Kini, Hendrik bertekad tak akan meninggalkan pekerjaannya sampai
pensiun. "Pekerjaan itu pilihan yang diberikan Tuhan untuk
ditekuni," kata pemeluk Protestan itu. Keinginannya hanya satu,
yaitu agar anak gadis satu-satunya yang kini menjadi mahasiswi
Fakultas Sastra UI jurusan Sastra Prancis, merangkap jadi
mahasiswi ASMI itu, kelak bisa jadi ahli bahasa. Hendrik sendiri
kini mengakui sedikit-sedikit bisa berbahasa Inggris, Belanda
dan Jerman. Itu berkat pergaulannya dengan orang asing.

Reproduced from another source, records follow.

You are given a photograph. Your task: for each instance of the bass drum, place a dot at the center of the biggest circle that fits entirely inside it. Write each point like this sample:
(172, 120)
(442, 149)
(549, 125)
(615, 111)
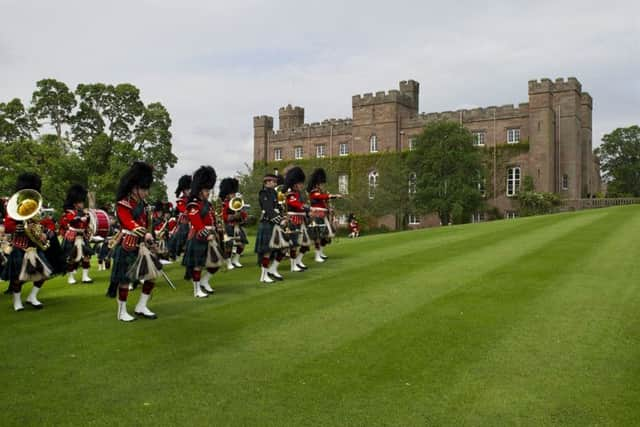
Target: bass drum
(99, 223)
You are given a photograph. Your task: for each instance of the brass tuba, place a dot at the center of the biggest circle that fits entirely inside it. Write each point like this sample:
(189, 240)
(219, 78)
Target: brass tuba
(236, 204)
(25, 205)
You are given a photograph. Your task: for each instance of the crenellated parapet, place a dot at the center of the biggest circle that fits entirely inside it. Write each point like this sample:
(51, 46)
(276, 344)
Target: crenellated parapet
(382, 97)
(326, 128)
(560, 85)
(507, 111)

Memang, katanya, orang asing cukup menaruh perhatian pada
petugas di lapangan udara. Pilot luar negeri dari perusahaan
penerbangan besar, kata Hendrik, amat menaati aba-aba yang
diberikan petugas parkir. "Mereka tahu betul, itu tanggung jawab
kami," katanya. Beda dengan pilot bangsa sendiri yang terkadang
merasa kurang percaya pada petugas di lapangan terbang.
Dudung S.P., 31 tahun, terkadang mengalami perlakuan hal serupa
di lapangan terbang Husein Sastranegara, Bandung. Tapi meski
kurang enak bila ada pilot yang tak mau mengikuti petunjuknya,
ayah lima anak itu tak bisa berbuat apa-apa. Malahan dia yang
mengalah, menyesuaikan diri dengan kemauan pilot. Bagi pilot
yang membandel seperti itu, "kami tak bisa memberi sanksi.

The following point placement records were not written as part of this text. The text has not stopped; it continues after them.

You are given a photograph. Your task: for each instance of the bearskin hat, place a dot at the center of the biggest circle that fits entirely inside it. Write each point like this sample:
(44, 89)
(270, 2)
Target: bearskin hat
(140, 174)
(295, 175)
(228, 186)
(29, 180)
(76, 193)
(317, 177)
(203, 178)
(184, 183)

Paling hanya menegur halus," kata Purwadi, purnawirawan Kapten
TNI-AU, yang kini menjadi atasan Dudung.
Di Lanuma Husein Sastranegara, sehari rata-rata hanya ada
delapan pesawat vang mendarat. Empat pesawat Garuda dan empat
lagi dari perusahaan penerbangan Bouraq. Maka cukup waktu bagi
Dudung melakukan pekerjaan lain di tempatnya bekerja, PT
Megapura, yang dikelola sebuah yayasan milik TNI-AU. Perusahaan
ini bergerak di bidang round handling service.

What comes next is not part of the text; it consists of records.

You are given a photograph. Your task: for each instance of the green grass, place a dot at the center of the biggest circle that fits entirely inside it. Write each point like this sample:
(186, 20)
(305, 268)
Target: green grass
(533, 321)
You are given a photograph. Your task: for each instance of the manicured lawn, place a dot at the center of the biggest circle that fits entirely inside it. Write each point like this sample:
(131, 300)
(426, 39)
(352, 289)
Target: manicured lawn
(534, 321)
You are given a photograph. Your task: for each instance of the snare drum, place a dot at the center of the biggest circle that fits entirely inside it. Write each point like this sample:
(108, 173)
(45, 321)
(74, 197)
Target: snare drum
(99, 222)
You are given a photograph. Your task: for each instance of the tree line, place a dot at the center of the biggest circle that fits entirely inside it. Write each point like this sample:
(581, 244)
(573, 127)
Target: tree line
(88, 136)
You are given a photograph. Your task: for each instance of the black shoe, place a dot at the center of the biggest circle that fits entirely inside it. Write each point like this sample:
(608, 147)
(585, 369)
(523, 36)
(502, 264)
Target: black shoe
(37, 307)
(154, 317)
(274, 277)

Tamatan ST itu dulunya ikut bekerja pada pemborong, menangani
bagian teknik, seperti instalasi dan pompa air. Tahun 1977 ia
melamar di Lanuma Husein, ditempatkan di bagian kebersihan.
Terkadang ia mengambil inisiatif menjadi juru parkir pesawat,
bila petugasnya kebetulan tak ada di tempat. Purwadi lalu
membimbingnya. Dudung berpenghasilan Rp 24.500 sebulan, ditambah
Rp 7.500 uang transpor dan Rp 400 sehari untuk makan.
Meski berpenghasilan lebih besar, Rp 60 ribu, nasib Kacung di
pelabuhan udara Adi Sutjipto, Yogyakarta, tak jauh berbeda. Tapi
ia cukup hemat menggunakan uang, hingga bisa menyekolahkan
anaknya sampai SMTA. Ia sendiri hanya tamat SD. Laki-laki
berusia 52 itu beranak lima orang. Untuk menghindari sinar
matahari dan debu yang beterbangan, ia biasa memakai kacamata
gelap. Yang kedua telinganya dipasang alat peredam bunyi, hingga
ia merasa tak begitu diganggu deru mesin pesawat. "Saya sudah
akrab dengan bunyi deru pesawat," kata lelaki berkulit hitam
legam itu.
Dengan bangga ia biasa bercerita kepada tetangganya bahwa ia
sering melihat langsung wajah para pejabat negara. Bahkan
bintang film Christine Hakim, meski ia mengaku hampir tak pernah
nonton film, "saya hapal betul wajahnya."
Untuk menjaga kesehatannya, Kacung mengaku suka minum jamu Jawa
bercampur telur setengah matang. Tubuhnya memang tak mau gemuk
juga. Dan barangkali karena melihat penampilannya yang nampak
memelas, suatu kali ia ketiban rezeki. Serombongan turis turun
dari pesawat di Adi Sutjipto. Salah seorang di antaranya
menghampiri Kacung, memberikan sebuah bungkusan dan uang US$5.
Bungkusan itu berisi cokelat, kembang gula dan satu pak rokok
putih. Mata Kacung berkaca-kaca menerima. "Bukan pemberian itu
yang mengesankan, tapi perhatian dan penghargaan merekalah yang
membuat saya terharu," kata Kacung mengenang.
Kini ia hampir pensiun. Rencananya nanti mau berdagang
kecil-kecilan. Tapi terlintas juga di benaknya untuk menjadi
tukang parkir mobil. Apa ia tidak merasa "turun pangkat"? Memang
begitu. Tapi, katanya sambil tertawa, "siapa tahu menjadi tukang
parkir mobil penghasilan saya justru lebih besar."